Yaz sıcaklarının tam ortasındayız. Bazıları tatilden tatile koşup havuz kenarlarında kokteyllerini yudumlayıp güneşin keyfini çıkarırken, bazıları ofiste harıl harıl çalışıyor. Sabahlara kadar bilgisayar başında sabahlayanlar mı dersin, toplantıdan toplantıya koşanlar mı? İnsan zaten çalıştığı her dakika neresi olursa olsun yeter ki ofis olmasın, diye düşünüp duruyor. İşten güçten bunalanlara, “yeter artık ben de tatil istiyorum” diyenlere iç geçirten “şu an orada olmalıydım” dedirten yerler:
Denizin tadını çocuklar gibi çıkarmak isteyenler için
Alaçatı/ Bodrum / Çeşme: Hangimiz istemiyoruz ki gündüzünde gecesinde deli gibi eğlenmeyi, havuzun denizin tadını içkimizle harmanlamayı?
Sıcağı sevmeyenler, doğayla aşk yaşayanlar için
Ayder Yaylası : Bol oksijenli havası, ladinlerle kaplı ormanlarıyla yazın sıcağını hissetmeyeceğiniz, kazaklarınızı çıkarmak istemeyeceğiniz bir yer.
Hem denizi olsun, hem heyecanı diyenler için
Bunun için Fethiye biçilmiş kaftan. Saklıkent, 14 kilometre içeriye giren oldukça büyük bir kanyon. Buz gibi suyun içinden ilerleyerek ırmakın karşı tarafına geçip, kayalara tırmanırken kanyonun diğer güzelliklerini görmek heyecan verici.
Küçük şirin bir kasabada yaşama hayali olanlar için
Şirince en başı çekenlerden. Ege’de yer alan bir Rum Köyü. Dar sokakların geçip bozulmamış mimarileri izleyip, biraz ilerleyince eşsiz manzarayla karşılabileceğiniz adının hakkını veren küçük bir yerleşim yeri. Şarap mahzenlerinde keyif yapmak da cabası!
Sessiz sakin olsun, benim olsun diyenler için
Akla ilk gelen yer Çanakkale- Gelibolu. Yaz kış demeden sessizliğini sakinliğini korur. Ayrıca Birinci Dünya Savaşı kalıntılarını görebileceğiniz, sizi o yıllara götürecek yaşayan bir müze. Denizinin temizliği ile tatilcilerin yüzünü güldürse de, serinliğiyle keyifleri biraz kaçırmaktadır.

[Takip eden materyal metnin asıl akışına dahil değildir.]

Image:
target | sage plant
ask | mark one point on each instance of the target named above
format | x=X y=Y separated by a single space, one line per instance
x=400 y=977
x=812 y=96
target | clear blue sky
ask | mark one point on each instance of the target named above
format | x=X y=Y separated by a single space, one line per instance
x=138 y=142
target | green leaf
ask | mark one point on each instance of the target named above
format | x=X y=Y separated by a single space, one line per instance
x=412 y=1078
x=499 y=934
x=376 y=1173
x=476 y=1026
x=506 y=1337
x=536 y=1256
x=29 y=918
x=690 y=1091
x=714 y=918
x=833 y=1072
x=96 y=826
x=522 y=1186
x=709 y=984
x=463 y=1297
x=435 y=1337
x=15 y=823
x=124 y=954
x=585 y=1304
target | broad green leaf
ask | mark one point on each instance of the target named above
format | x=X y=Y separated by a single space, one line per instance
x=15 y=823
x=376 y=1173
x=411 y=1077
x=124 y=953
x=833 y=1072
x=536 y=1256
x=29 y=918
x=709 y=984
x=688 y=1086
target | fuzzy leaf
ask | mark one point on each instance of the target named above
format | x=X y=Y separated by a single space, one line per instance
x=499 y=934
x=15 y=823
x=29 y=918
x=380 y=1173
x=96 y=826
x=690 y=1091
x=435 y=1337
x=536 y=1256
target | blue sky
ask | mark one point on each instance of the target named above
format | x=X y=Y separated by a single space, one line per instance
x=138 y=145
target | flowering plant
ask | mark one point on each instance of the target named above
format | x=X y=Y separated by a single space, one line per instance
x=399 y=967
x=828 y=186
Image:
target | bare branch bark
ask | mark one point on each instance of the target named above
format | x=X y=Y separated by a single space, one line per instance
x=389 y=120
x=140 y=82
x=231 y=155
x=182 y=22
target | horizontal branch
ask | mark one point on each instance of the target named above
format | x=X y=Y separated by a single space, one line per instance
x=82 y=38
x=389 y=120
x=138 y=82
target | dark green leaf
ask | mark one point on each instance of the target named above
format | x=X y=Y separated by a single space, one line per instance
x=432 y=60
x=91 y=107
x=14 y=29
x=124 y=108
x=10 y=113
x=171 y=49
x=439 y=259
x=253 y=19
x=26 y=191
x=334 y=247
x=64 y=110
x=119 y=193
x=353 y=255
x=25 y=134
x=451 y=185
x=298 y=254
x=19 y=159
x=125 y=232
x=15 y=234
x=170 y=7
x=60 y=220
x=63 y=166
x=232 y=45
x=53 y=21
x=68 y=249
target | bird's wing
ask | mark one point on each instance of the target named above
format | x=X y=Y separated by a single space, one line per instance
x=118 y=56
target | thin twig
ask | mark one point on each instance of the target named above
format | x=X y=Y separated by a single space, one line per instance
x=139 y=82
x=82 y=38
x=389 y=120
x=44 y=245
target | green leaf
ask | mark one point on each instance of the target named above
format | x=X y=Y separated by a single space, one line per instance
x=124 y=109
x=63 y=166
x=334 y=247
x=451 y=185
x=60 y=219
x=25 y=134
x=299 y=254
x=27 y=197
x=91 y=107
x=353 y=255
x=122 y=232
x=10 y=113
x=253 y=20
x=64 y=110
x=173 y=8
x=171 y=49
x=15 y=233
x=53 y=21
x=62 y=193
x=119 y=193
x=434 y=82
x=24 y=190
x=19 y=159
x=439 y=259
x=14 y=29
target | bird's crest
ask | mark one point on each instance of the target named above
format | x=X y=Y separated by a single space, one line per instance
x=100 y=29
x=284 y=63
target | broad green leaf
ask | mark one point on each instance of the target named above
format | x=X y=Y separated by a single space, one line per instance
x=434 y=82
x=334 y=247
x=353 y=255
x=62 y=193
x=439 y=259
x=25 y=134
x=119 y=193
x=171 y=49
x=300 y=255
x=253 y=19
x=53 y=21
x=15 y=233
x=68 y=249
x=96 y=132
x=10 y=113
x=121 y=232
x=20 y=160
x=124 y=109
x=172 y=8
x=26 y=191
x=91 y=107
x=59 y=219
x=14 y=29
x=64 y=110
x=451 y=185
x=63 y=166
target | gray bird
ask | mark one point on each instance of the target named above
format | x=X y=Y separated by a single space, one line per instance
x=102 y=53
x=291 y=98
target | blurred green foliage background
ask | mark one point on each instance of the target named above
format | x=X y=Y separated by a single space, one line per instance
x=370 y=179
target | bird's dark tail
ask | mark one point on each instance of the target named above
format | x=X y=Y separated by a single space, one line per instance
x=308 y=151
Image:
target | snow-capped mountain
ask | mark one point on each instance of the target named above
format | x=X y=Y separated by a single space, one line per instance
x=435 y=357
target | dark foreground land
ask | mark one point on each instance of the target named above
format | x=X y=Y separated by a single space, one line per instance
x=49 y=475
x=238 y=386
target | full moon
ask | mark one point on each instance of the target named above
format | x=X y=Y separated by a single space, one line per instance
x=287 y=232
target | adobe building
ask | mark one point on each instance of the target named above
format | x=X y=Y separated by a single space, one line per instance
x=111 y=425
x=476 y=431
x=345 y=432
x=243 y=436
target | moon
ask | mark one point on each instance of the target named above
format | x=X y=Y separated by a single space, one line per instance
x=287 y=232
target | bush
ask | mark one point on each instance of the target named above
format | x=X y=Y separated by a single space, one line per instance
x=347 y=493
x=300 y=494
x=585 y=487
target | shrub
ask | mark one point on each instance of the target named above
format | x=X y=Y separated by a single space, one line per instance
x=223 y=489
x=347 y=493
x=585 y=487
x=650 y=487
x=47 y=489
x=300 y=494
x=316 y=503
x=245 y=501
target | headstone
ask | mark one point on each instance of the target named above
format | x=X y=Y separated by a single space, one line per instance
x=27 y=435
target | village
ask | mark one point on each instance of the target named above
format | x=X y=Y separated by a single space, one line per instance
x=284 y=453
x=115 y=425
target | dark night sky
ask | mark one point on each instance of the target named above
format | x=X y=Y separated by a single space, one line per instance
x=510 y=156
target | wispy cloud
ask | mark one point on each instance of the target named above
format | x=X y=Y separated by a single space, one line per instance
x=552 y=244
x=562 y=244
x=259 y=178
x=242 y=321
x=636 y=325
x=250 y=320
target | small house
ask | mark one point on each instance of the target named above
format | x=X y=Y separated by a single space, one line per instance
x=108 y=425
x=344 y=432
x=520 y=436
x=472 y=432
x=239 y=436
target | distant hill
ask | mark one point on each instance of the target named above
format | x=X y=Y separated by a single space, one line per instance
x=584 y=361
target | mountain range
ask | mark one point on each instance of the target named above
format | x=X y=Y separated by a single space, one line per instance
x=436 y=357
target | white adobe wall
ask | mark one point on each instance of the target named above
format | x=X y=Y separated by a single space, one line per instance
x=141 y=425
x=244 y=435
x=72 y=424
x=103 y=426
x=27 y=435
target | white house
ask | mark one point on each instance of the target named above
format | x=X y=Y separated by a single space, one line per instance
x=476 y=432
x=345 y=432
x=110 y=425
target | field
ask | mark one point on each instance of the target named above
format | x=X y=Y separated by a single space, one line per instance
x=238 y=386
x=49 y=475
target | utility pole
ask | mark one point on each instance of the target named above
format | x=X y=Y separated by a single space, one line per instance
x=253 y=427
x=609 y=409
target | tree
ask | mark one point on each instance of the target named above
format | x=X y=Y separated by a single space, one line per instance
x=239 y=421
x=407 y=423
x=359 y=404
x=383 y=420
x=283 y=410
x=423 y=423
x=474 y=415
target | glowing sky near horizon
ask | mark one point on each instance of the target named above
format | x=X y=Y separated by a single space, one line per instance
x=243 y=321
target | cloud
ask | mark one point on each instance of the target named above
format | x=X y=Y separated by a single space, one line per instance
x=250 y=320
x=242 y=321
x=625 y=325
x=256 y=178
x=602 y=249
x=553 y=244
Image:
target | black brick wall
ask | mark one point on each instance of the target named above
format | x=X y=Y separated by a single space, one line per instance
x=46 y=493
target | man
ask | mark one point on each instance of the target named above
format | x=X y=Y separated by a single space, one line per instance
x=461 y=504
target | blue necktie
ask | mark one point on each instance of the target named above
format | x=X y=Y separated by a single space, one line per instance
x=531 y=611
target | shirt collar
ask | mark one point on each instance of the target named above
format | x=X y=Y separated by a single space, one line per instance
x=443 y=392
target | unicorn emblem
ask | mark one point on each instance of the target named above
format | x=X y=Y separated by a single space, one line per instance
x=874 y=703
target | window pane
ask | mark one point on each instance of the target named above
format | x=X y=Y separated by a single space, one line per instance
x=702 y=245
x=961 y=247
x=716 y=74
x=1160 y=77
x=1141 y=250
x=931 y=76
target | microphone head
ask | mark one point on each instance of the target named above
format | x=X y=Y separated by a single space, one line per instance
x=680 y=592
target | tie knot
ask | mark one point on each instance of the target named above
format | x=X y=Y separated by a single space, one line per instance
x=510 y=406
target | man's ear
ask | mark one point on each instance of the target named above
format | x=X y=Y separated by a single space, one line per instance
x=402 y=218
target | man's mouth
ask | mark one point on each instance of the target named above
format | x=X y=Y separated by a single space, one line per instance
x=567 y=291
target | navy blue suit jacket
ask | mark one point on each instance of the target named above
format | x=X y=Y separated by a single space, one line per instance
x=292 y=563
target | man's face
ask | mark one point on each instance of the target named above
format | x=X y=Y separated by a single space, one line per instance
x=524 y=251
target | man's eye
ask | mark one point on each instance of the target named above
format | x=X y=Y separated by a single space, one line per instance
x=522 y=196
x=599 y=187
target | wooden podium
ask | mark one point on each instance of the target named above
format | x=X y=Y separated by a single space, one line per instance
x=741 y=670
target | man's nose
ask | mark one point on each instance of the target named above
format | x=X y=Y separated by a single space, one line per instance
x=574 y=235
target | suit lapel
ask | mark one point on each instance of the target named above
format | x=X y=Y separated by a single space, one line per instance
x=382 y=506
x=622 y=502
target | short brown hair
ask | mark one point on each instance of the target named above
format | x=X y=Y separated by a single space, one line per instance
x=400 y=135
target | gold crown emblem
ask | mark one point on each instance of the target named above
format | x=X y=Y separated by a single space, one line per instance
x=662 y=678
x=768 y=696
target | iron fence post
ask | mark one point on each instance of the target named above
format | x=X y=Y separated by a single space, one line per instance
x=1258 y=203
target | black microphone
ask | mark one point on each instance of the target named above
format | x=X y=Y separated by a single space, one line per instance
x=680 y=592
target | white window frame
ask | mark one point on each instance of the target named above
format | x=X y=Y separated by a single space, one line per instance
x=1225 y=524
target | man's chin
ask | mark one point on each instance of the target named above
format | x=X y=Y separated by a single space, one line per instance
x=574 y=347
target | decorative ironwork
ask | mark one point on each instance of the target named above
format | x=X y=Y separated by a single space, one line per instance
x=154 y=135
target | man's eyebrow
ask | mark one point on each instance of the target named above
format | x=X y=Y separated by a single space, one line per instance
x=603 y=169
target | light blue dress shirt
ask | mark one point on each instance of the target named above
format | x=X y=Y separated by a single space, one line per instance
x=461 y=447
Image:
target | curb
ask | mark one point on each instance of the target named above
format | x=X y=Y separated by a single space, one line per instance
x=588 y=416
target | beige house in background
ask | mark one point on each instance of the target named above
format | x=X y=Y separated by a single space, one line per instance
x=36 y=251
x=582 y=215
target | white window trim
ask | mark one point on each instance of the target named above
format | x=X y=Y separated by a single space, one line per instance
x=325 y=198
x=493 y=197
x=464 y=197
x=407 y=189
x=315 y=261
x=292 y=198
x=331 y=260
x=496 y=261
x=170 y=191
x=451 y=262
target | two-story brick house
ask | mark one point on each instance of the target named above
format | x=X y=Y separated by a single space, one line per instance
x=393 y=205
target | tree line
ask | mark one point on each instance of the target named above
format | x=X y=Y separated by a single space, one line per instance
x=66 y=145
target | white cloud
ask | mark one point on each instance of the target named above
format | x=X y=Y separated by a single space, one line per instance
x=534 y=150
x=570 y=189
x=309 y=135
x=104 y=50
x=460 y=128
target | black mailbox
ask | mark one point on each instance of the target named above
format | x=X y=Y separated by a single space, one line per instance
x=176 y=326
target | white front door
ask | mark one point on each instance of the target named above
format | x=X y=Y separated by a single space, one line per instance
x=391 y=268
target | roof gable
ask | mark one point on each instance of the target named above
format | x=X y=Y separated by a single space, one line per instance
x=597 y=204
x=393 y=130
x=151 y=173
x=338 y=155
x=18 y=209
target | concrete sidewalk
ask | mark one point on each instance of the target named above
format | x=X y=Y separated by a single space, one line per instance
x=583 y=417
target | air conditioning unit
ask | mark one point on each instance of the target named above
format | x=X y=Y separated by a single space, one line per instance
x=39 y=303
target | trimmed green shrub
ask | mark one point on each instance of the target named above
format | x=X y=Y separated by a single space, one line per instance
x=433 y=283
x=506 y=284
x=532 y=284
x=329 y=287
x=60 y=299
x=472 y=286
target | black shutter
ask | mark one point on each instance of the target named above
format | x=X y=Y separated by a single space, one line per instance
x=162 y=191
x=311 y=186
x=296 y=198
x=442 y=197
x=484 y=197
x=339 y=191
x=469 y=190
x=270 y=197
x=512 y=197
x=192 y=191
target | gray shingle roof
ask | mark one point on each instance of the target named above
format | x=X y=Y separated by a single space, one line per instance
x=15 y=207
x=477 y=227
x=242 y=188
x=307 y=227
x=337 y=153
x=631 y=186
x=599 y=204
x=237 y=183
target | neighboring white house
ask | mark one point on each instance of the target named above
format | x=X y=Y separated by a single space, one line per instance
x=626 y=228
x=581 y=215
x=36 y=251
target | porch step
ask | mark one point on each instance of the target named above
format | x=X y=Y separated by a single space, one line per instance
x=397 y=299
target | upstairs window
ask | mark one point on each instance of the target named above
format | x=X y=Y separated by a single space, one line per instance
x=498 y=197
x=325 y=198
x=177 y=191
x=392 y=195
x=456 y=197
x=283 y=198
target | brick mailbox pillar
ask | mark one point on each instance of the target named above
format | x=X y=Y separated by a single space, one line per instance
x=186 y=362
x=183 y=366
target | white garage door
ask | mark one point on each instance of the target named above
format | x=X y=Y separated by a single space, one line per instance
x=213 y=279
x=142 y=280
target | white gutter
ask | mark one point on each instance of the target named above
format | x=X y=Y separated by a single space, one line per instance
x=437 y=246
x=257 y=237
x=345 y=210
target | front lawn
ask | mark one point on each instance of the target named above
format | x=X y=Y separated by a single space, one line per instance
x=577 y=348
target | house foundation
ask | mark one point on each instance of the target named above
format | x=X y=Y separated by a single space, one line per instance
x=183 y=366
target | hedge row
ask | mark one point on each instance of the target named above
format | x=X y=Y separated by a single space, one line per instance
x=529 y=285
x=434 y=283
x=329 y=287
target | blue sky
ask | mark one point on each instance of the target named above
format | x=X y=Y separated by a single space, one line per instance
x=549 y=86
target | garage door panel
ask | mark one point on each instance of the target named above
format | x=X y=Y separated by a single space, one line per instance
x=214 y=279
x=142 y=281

Monotonluktan bıkanlar, maceracı ruhundan vazgeçemeyenler için
Fethiye- Ölüdeniz ya da Şarköy – Uçmakdere’ de yamaç paraşütü yapmak tam sizlik! Mavinin tonlarını en yüksekten tek tek sayabileceğiniz, sonrasında izlediğiniz maviliğin içinde yüzüp keyfini çıkarabileceğiniz yerlerin başında geliyor.
Tarihi olsun, sıcakla başa çıkabilirim diyenler için
60 milyon önce püskürtülen lavların rüzgarla aşındırılması ve doğal güzellik, Kapadokya! Yazın ayrı bir sıcak olan Kapodakya’da peribacalarının ve mağaraların içleri biraz olsun serin oluyor. Hikayelerini öğrenmek ise ayrı bir keyifli.
İstanbul’dan çok uzaklaşamam ama nefes almaya ihtiyacım var diyenler için
İstanbul’a yakın birçok ada var aslında ama hemen akla gelen Büyükada oluyor. Denize isteyenlere bol plajlı, gezip öğrenmek isteyenlere müze, sokakların keyfini çıkarmak isteyenlere bisiklet imkanıyla Büyükada’da kaçabileceğimiz yerler arasında.
Şekerim yurt dışına çıkmadan duramıyorum diyenler için
Zaten burada Arjantin’den Singapur’a, Hindistan’dan Fransa’ya, İtalya’dan Japonya’ya kadar kendi ilgilerinize ve bütçenize göre seçebileceğiniz bir sürü seçenek mevcut.